O segurado pode fazer o pedido e enviar a documentação pelo aplicativo Meu INSS ou levar na própria agência. Segundo o instituto, pelo programa, o tempo médio entre o pedido e a concessão do benefício varia entre 5 e 15 dias.
Stefanutto, que está há quatro meses no cargo, avalia a decisão como “estratégica e até um pouco audaciosa”, uma vez que, hoje, no Brasil, o atestado médico tem uma conotação negativa, fácil de ser “comprado” e fraudado. Ele fala que, além do uso da inteligência artificial para potencializar a identificação das irregularidades, o INSS vai adotar uma postura de tolerância zero às fraudes. “Aqueles segurados que apresentarem atestado falso, além de terem o benefício indeferido, vão responder penalmente”, diz.

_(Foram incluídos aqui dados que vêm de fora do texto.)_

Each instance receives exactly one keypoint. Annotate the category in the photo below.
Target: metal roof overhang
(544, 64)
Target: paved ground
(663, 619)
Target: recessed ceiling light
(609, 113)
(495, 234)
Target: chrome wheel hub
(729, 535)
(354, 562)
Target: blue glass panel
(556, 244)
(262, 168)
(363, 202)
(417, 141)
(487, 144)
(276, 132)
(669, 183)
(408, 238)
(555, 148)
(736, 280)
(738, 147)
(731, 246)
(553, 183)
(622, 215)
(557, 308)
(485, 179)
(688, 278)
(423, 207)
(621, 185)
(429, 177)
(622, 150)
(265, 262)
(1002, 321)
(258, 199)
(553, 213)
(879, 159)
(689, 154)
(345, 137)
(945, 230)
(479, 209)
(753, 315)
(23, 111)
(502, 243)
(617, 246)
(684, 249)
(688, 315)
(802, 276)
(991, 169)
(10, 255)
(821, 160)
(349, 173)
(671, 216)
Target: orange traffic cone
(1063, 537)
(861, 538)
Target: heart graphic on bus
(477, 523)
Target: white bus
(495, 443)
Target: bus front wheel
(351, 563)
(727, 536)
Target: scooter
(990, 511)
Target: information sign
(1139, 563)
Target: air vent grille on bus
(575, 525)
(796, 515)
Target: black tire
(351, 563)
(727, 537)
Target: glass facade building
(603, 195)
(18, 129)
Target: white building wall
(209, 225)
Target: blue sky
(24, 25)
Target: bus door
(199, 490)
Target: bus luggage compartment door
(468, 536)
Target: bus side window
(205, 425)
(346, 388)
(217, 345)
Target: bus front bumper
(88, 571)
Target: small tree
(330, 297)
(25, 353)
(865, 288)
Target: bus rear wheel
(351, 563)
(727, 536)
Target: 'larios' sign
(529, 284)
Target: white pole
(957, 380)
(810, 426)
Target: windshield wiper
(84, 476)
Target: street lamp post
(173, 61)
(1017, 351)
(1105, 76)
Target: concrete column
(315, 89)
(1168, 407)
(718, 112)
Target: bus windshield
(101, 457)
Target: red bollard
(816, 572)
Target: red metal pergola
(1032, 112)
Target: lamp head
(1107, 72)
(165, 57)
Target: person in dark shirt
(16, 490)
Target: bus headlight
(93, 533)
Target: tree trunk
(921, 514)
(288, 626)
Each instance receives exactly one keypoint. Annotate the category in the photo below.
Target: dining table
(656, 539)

O presidente do INSS defende que o atestado é mais eficiente em casos simples porque, hoje, muitos dos casos de perícia médica acabam se tornando mera análise documental em vez de clínica, por conta do prazo. Ele dá um exemplo de uma pessoa tem uma fratura e tem de ficar em recuperação por 45 dias. Os primeiros 15 são pagos pela empresa; o restante, pelo INSS.

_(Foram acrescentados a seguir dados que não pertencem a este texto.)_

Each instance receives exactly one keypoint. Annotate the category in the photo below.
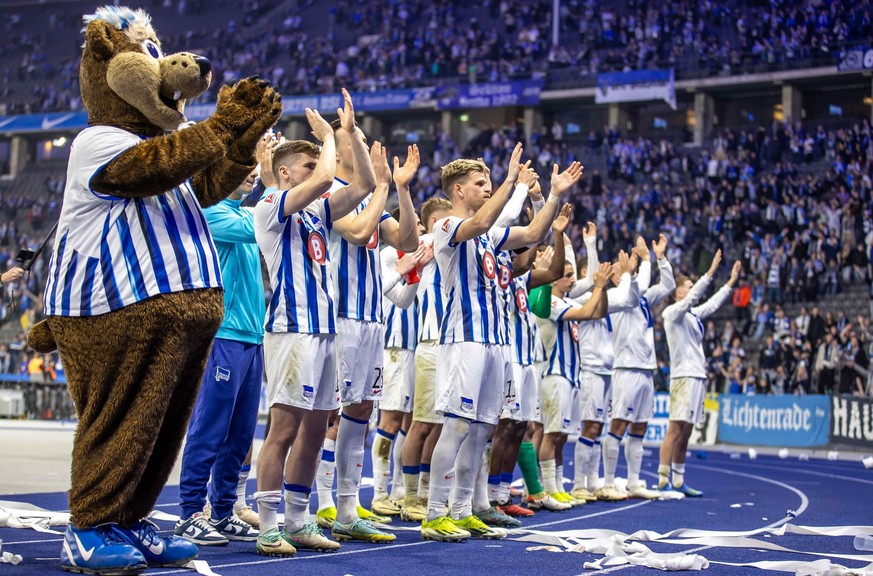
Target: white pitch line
(804, 504)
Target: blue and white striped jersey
(401, 329)
(470, 275)
(431, 304)
(356, 272)
(298, 258)
(524, 330)
(564, 355)
(112, 252)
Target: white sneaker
(640, 491)
(610, 493)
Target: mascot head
(127, 81)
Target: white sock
(594, 466)
(397, 488)
(381, 454)
(349, 466)
(410, 483)
(610, 458)
(268, 504)
(455, 431)
(468, 462)
(582, 453)
(424, 480)
(548, 469)
(633, 453)
(482, 491)
(296, 506)
(241, 489)
(325, 475)
(678, 474)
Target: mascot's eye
(152, 49)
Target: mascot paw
(250, 105)
(41, 339)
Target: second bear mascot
(134, 296)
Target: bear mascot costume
(134, 294)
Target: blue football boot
(158, 551)
(100, 550)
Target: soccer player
(523, 401)
(470, 372)
(299, 354)
(400, 284)
(357, 282)
(595, 364)
(561, 380)
(223, 424)
(426, 424)
(683, 325)
(633, 390)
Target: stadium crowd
(371, 45)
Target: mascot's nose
(204, 64)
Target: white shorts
(424, 398)
(301, 370)
(526, 389)
(359, 348)
(594, 396)
(399, 385)
(686, 399)
(470, 381)
(633, 395)
(558, 397)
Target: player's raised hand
(544, 258)
(603, 274)
(641, 250)
(716, 262)
(379, 159)
(563, 181)
(515, 163)
(660, 247)
(735, 272)
(404, 174)
(563, 220)
(320, 127)
(347, 113)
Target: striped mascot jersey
(524, 330)
(431, 304)
(297, 255)
(356, 271)
(401, 328)
(470, 274)
(112, 252)
(564, 355)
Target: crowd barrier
(813, 421)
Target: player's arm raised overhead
(714, 303)
(358, 228)
(667, 283)
(323, 169)
(346, 199)
(486, 216)
(555, 270)
(534, 232)
(589, 236)
(593, 309)
(403, 235)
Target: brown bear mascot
(134, 296)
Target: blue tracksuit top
(233, 232)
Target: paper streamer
(619, 548)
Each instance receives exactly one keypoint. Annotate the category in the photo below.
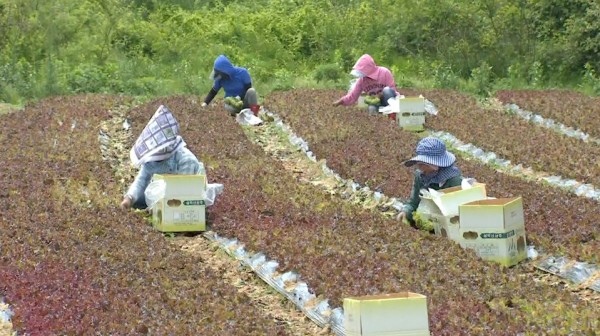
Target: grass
(7, 108)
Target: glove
(126, 203)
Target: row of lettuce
(341, 250)
(73, 263)
(371, 149)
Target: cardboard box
(183, 207)
(411, 115)
(444, 212)
(495, 229)
(402, 313)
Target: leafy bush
(327, 72)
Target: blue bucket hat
(432, 151)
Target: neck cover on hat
(159, 139)
(443, 174)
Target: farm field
(62, 225)
(570, 108)
(371, 149)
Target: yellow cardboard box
(397, 314)
(443, 211)
(411, 115)
(495, 229)
(183, 207)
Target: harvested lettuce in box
(422, 222)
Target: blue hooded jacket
(238, 79)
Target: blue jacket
(238, 79)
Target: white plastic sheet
(156, 190)
(246, 117)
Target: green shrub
(327, 72)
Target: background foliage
(150, 47)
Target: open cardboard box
(403, 313)
(183, 207)
(443, 212)
(495, 229)
(411, 115)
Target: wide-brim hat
(432, 151)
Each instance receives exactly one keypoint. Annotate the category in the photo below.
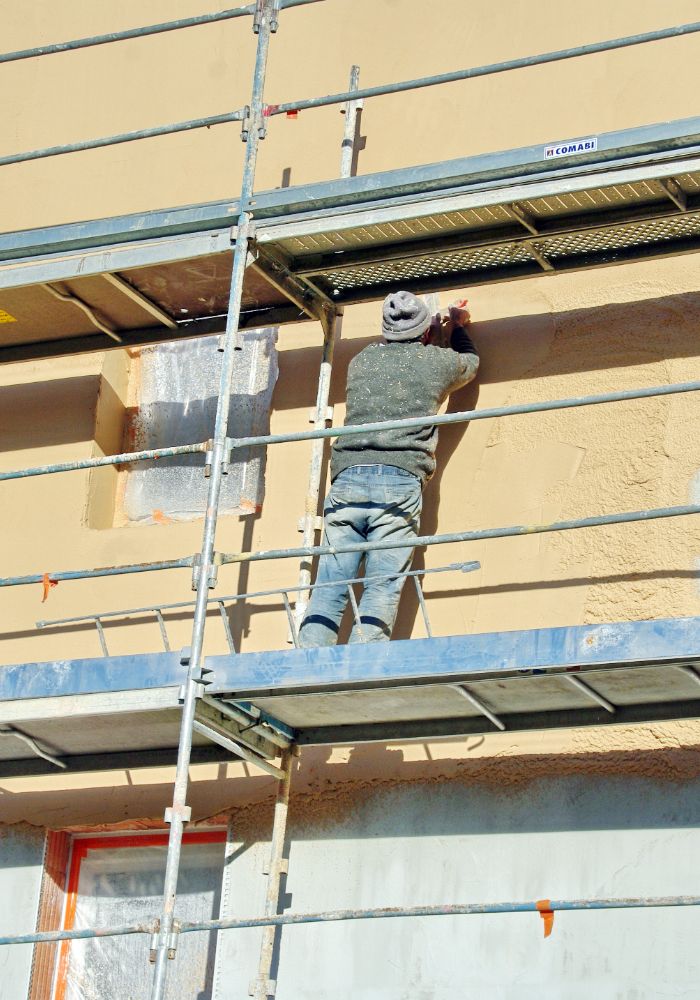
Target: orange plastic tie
(547, 914)
(47, 583)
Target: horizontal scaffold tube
(125, 458)
(330, 432)
(115, 140)
(149, 29)
(465, 567)
(378, 913)
(462, 536)
(469, 74)
(468, 415)
(225, 558)
(89, 574)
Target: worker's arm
(467, 363)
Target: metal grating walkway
(616, 674)
(162, 275)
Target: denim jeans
(366, 503)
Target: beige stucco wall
(542, 338)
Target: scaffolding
(651, 178)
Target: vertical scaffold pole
(331, 333)
(264, 987)
(205, 570)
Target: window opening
(175, 403)
(118, 880)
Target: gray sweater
(390, 381)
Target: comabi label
(570, 148)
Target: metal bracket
(545, 264)
(523, 217)
(212, 571)
(250, 231)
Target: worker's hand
(435, 333)
(459, 314)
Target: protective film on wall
(177, 396)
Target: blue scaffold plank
(101, 675)
(442, 659)
(450, 658)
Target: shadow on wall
(493, 794)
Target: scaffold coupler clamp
(209, 458)
(169, 941)
(245, 124)
(273, 7)
(212, 570)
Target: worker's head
(404, 317)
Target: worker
(377, 478)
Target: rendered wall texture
(543, 338)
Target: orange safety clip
(547, 913)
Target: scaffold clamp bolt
(183, 813)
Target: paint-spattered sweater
(390, 381)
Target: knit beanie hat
(404, 317)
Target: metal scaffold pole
(331, 332)
(165, 943)
(264, 986)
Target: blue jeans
(366, 503)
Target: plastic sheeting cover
(179, 384)
(125, 885)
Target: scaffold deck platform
(161, 275)
(123, 711)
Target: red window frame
(81, 846)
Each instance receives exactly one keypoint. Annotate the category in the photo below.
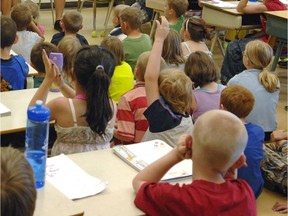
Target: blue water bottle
(36, 143)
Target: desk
(223, 19)
(17, 102)
(277, 26)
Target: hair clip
(99, 67)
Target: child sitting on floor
(136, 42)
(205, 75)
(169, 95)
(71, 24)
(240, 102)
(216, 148)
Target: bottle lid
(57, 58)
(38, 112)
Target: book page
(70, 179)
(142, 154)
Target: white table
(17, 102)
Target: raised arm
(153, 67)
(155, 171)
(250, 9)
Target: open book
(142, 154)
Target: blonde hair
(219, 138)
(179, 6)
(172, 51)
(133, 16)
(72, 21)
(142, 64)
(201, 69)
(69, 46)
(114, 45)
(260, 55)
(22, 16)
(118, 8)
(176, 88)
(34, 9)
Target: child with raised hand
(263, 85)
(205, 75)
(174, 11)
(123, 77)
(240, 101)
(86, 122)
(172, 53)
(194, 33)
(169, 95)
(216, 148)
(71, 24)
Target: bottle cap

Ocorre que, como a fila para análise está grande, a perícia pode ser marcada dali a seis meses, por exemplo. “Quando você vai fazer uma perícia em alguém depois de seis meses do que aconteceu, normalmente não tem mais nada. Então, o meu segurado vira um carteiro: leva os documentos, mas especialmente o atestado, porque ninguém faz perícia sem atestado”, afirma Stefanutto.

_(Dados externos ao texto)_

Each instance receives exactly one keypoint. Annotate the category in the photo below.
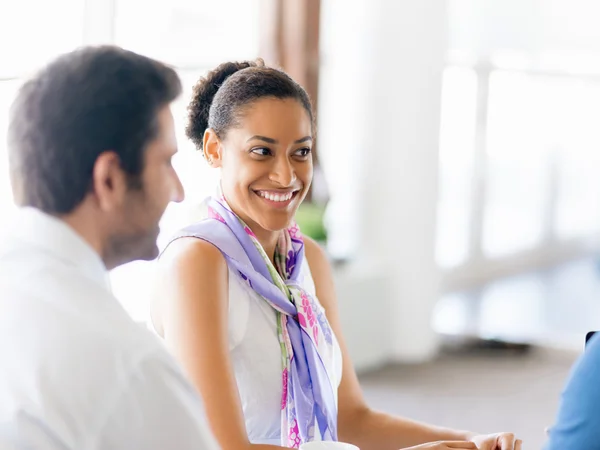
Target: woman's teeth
(276, 197)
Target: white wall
(379, 126)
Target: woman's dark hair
(219, 98)
(84, 103)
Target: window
(192, 35)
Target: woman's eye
(303, 152)
(261, 151)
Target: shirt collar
(54, 236)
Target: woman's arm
(357, 423)
(192, 314)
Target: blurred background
(457, 185)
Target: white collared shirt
(75, 371)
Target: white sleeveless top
(256, 356)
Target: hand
(445, 445)
(498, 441)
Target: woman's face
(266, 163)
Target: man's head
(90, 140)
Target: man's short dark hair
(84, 103)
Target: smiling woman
(246, 291)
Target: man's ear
(212, 148)
(109, 181)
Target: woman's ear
(212, 148)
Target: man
(578, 422)
(90, 145)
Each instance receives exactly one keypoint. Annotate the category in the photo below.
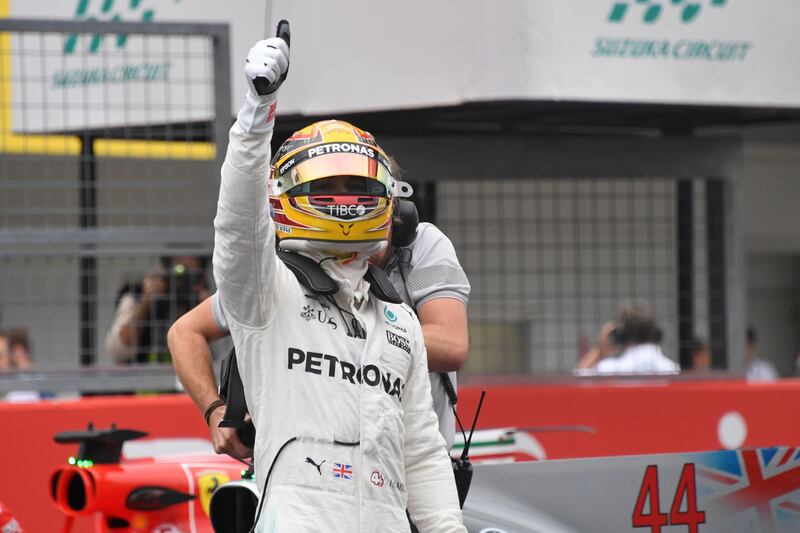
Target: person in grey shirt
(426, 274)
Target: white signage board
(359, 55)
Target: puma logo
(310, 461)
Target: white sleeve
(431, 488)
(218, 314)
(245, 262)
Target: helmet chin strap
(346, 267)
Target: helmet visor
(326, 166)
(342, 186)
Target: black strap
(311, 276)
(449, 388)
(308, 272)
(380, 286)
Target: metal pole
(88, 263)
(717, 272)
(685, 235)
(222, 92)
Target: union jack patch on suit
(342, 470)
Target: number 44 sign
(686, 491)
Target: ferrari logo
(206, 485)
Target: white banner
(359, 55)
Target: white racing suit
(307, 376)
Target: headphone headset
(405, 220)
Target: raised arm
(244, 249)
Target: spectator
(605, 348)
(701, 355)
(757, 369)
(19, 356)
(639, 337)
(19, 349)
(146, 310)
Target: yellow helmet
(331, 184)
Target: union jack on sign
(758, 487)
(342, 470)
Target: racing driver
(346, 435)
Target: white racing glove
(265, 70)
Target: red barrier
(628, 419)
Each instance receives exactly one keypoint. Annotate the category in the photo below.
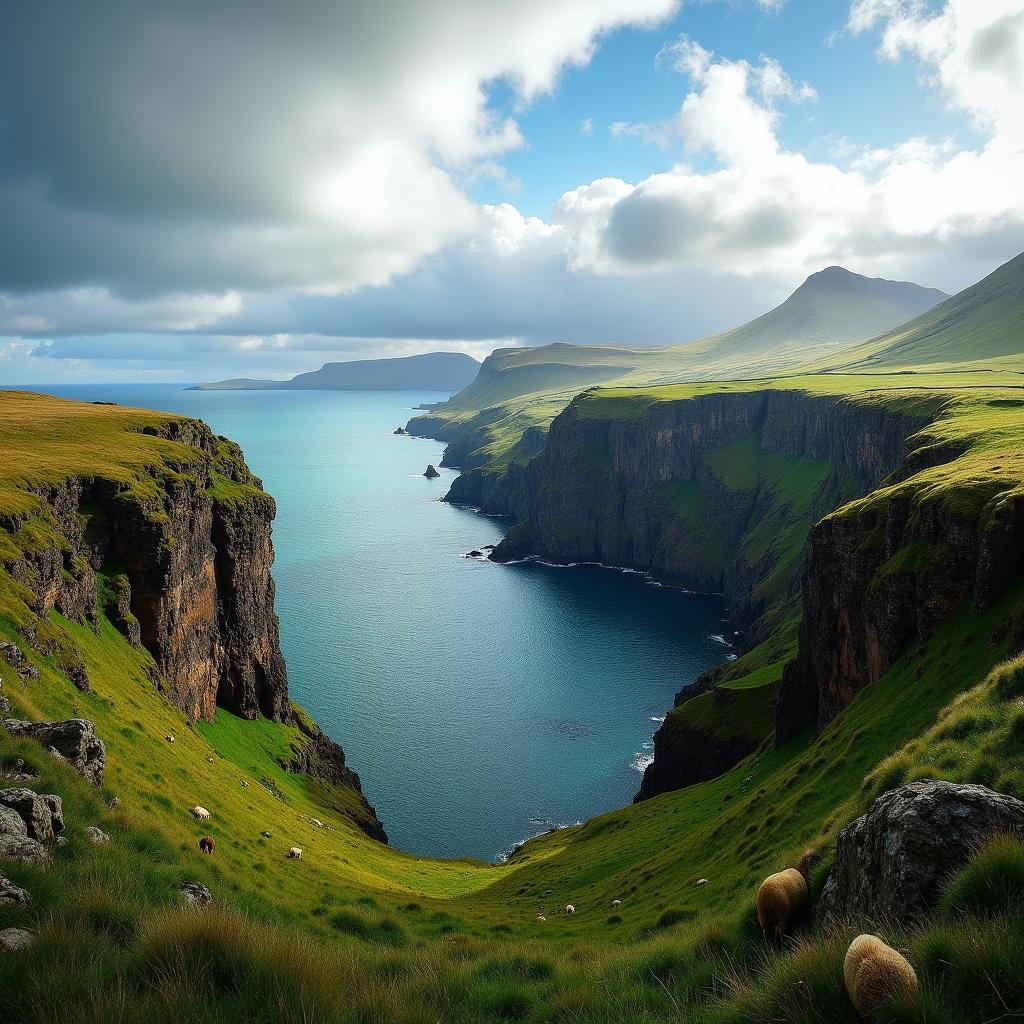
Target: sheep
(781, 899)
(875, 972)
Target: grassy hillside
(359, 932)
(983, 326)
(519, 389)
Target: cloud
(762, 206)
(155, 148)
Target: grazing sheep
(876, 972)
(781, 898)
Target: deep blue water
(480, 704)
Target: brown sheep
(781, 899)
(876, 972)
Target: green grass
(359, 932)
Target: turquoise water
(480, 704)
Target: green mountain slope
(356, 931)
(983, 326)
(431, 371)
(517, 389)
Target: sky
(192, 192)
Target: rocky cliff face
(183, 560)
(883, 574)
(603, 488)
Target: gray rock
(11, 895)
(892, 862)
(43, 815)
(10, 822)
(75, 740)
(22, 848)
(195, 894)
(12, 654)
(13, 939)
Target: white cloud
(766, 210)
(248, 144)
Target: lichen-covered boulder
(13, 939)
(195, 894)
(892, 862)
(43, 815)
(75, 741)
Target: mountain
(518, 389)
(830, 306)
(430, 372)
(981, 326)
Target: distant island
(430, 372)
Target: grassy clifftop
(359, 932)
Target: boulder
(892, 862)
(22, 848)
(195, 894)
(75, 741)
(11, 895)
(42, 815)
(12, 939)
(12, 654)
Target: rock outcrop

“O perito então faz uma análise documental, da papelada. Se a perícia confirmar, eu vou pagar os seis meses de benefício, não os 30 dias. Em vez de X, eu pago 6X. E o mais grave: a pessoa fica seis meses sem receber”, afirma. “No Atestmed, nesse caso, eu vou pagar X. O empregador está feliz, o Estado está feliz porque a produtividade se mantém, nós pagamos 1X só – então, do ponto de vista fiscal, está ok – e não deixamos essa pessoa vulnerável e sem renda”, defende.
Stefanutto afirma que, hoje, de todos os atestados que o INSS recebe pelo Atestmed, 75% estão em conformidade; o restante, 25%, vai para perícia. Desde o início do programa, o número de atestados recebidos passou de uma média de 300 a 400 por dia para 11 mil.
O presidente do INSS destaca, porém, que as atividades complexas continuarão exigindo perícia médica, como o benefício assistencial à pessoa com deficiência (BPC/Loas) e aposentadoria por invalidez.
“Ninguém vai se aposentar com um atestado. Esses casos, que implicam uma maior complexidade, os peritos vão continuar fazendo. E os peritos nos ajudam na governança do Atestmed, como se fossem verdadeiros auditores – uma carreira que ganha uma complexidade maior”, diz Stefanutto.